Now for the continuity. I started running NetBSD on the pmax with 1.2, but I only ran it on DECStations until 1.4, and new architectures were always installed with binary distributions. Could I do it through source? As far as I can tell, the distributions were all compiled natively for 1.4.3. (The cross-compile setup wasn’t standardized until NetBSD-2.) Even following a native (rather than cross-compiled) source update path, there were some serious hiccups along the way: 1.4.3 (not 1.4.3A) doesn’t even compile natively for pmax, for instance. On i386, the jump from 1.4.3 to 1.5 is fiddly due to the switch from a.out to ELF formats. I spent a few evenings over winter break successfully fiddling this out on my i386 VM, recalling that a couple decades ago I was unsuccessful in making a similar jump from a.out to ELF with my Slackware Linux install. (I eventually capitulated back then and installed RedHat from binary.)

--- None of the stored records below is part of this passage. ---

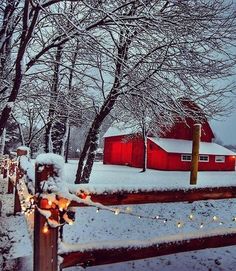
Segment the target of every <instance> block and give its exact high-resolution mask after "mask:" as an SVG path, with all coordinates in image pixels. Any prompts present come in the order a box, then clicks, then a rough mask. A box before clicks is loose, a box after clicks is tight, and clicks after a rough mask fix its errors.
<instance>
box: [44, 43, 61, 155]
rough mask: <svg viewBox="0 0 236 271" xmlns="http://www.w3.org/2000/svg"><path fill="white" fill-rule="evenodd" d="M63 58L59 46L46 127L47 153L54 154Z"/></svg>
mask: <svg viewBox="0 0 236 271" xmlns="http://www.w3.org/2000/svg"><path fill="white" fill-rule="evenodd" d="M61 57H62V47H61V46H58V47H57V51H56V57H55V66H54V73H53V79H52V88H51V94H50V103H49V110H48V117H47V125H46V127H45V152H46V153H48V152H52V151H53V146H52V145H53V144H52V137H51V135H52V126H53V120H54V118H55V114H56V112H55V111H56V102H57V98H58V82H59V68H60V61H61Z"/></svg>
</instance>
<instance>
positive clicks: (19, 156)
mask: <svg viewBox="0 0 236 271" xmlns="http://www.w3.org/2000/svg"><path fill="white" fill-rule="evenodd" d="M16 152H17V157H18V158H19V157H20V156H23V155H25V156H28V150H27V149H21V148H20V147H19V148H18V149H17V151H16ZM23 176H24V172H23V171H22V169H21V168H20V162H19V161H18V165H17V167H16V181H15V196H14V215H16V214H17V213H20V212H21V204H20V198H19V193H18V190H17V184H18V183H19V180H20V179H21V178H22V177H23Z"/></svg>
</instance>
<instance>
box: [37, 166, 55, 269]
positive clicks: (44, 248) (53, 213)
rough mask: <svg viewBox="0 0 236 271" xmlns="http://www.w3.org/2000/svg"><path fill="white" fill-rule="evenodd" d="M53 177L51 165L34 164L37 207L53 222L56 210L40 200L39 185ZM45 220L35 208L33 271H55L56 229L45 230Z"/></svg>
mask: <svg viewBox="0 0 236 271" xmlns="http://www.w3.org/2000/svg"><path fill="white" fill-rule="evenodd" d="M53 176H55V171H54V168H53V165H41V164H36V172H35V193H36V194H37V193H38V194H39V197H38V200H37V201H38V203H37V205H38V207H39V208H40V209H43V210H50V212H51V213H52V217H53V219H54V220H56V221H58V217H59V214H58V209H52V206H51V205H49V203H48V201H47V199H42V198H40V193H42V189H41V187H40V183H41V182H42V181H47V180H48V178H49V177H53ZM45 225H46V218H45V217H44V216H43V215H42V214H41V213H40V212H39V210H38V209H37V208H35V214H34V264H33V270H34V271H57V268H58V261H57V257H58V255H57V250H58V228H51V227H48V228H46V229H45Z"/></svg>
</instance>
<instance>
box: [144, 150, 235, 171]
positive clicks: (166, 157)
mask: <svg viewBox="0 0 236 271" xmlns="http://www.w3.org/2000/svg"><path fill="white" fill-rule="evenodd" d="M149 152H150V154H149V156H148V157H149V160H148V168H152V169H159V170H170V171H171V170H173V171H174V170H175V171H190V170H191V162H183V161H181V154H179V153H169V154H167V153H165V152H164V151H162V150H161V148H155V151H150V150H149ZM158 157H159V159H161V160H162V159H163V160H162V161H159V160H158ZM198 170H199V171H234V170H235V158H234V157H233V156H226V157H225V163H216V162H215V155H210V156H209V162H199V164H198Z"/></svg>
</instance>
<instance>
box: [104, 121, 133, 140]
mask: <svg viewBox="0 0 236 271" xmlns="http://www.w3.org/2000/svg"><path fill="white" fill-rule="evenodd" d="M134 133H137V131H135V129H134V127H125V124H124V123H119V126H118V125H116V126H112V127H110V128H109V129H108V130H107V131H106V133H105V134H104V136H103V137H110V136H120V135H130V134H134Z"/></svg>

So far, I’ve gotten a 1.4.3 pmax to bootstrap 1.4.3A, and gone through the gyrations to get an 1.4.3 a.out i386 to bootstrap 1.5.3 ELF. Next step is doing 1.4.3A -> 1.5.3 on the pmax. We should then be able to do a direct comparison with 1.5.3 -> 1.6 matrix of native vs cross-compiled on both systems, and that will give me crossover continuity, since I could potentially run an i386 that has been bootstrapped from source on the pmin.

I’m also interested in the compile time scaling from 1.4.3 -> 1.4.3A -> 1.5 -> 1.5.3 -> 1.6 across multiple architectures. Is it the same for both pmin and i386? When does 24MiB start hurting? (the pmin didn’t seem overly swappy when building 1.4.3A.) Can I bring other systems (m68k, vax, alpha, sparc) to the party, too?

Some people walk a labyrinth for solace… I compile the world.